Note that whereas DOM explicitly allows adjacent text nodes, the XLinq implementation will always merge XText nodes to correspond with the structure of XML text. This has the benefit that developers never need to check for multiple text nodes that contain a single element’s content. However, it does mean that you cannot rely on the identity of text nodes remaining stable because they may be merged into adjacent text nodes as edits are applied to the XLinq tree. ... If you must work with text nodes in this CTP version of XLinq, do not re-use them or assume that a reference to a text node will contain the correct data after changes are made to the tree.  Note:  Yes, we know this is inelegant, and this may change in the next preview of XLinq. 

Having gotten some friendly abuse by those suffering from W3C DOM's non-merging text nodes in the past, I had been very happy with the original XLinq design decision to hide the XText class as an implementation detail.  I resigned myself to partially exposed text nodes in the recent CTP, since they really are a useful way to model mixed content.  After all, the implementation would still merge adjacent text nodes whenever they were created by a change to the tree. But the complaints kept rolling in.   I wasn't particularly happy when a couple of "Einstein" designers kept reminding the rest of us of what a Bad Thing it is to not provide a clear contract with the user about the behavior of an instance of a class, and a Worse Thing to violate the Prime Directive of OOP by not giving objects a stable identity.  But since DOM’s non-merging text nodes are something that creates a lot of complaints, have we done the Wrong Thing for the typical user by doing the Right Thing for the purists?

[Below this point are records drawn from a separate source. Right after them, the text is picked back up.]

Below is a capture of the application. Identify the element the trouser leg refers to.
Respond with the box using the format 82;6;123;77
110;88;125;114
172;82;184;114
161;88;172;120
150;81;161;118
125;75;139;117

I don't think so, for several reasons:

  • The parsers do not produce whitespace only text nodes by default, although this option can be enabled for conformance reasons.
  • Also, the InnerText property allows developers to easily get the text value of an element without navigating down to the text node children of an element and iterating over them.
  • The design of the XLinq eventing model (still a work in progress) stumbled over the complexity of XLinq’s contract with the user about the behavior of text nodes.  It’s possible to “magically” merge any adjacent text nodes that pop into existence, but that magic will be exposed by an event model rich enough to support undo/redo logic by the application.
  • After several hours of discussion, we concluded that the target audience for XLinq will not really stumble the fact that text nodes need to be merged in some corner cases. We haven’t come up with a realistic scenario where the Value property (the implementation of which still handles the text node merging) can’t handle the simple cases, and there are a lot bigger challenges facing those who need to get and compare the values of complex elements in a sophisticated way.For example, someone needing to search or compare subtrees of raw text will have to have logic for dealing with CData sections, mixed content markup, etc., whether or not we automagically merge adjacent text nodes.

So what do you think?Is this a step down the road to the DOMness, or acceptance of the reality that automagic text node merging has more cost than benefit?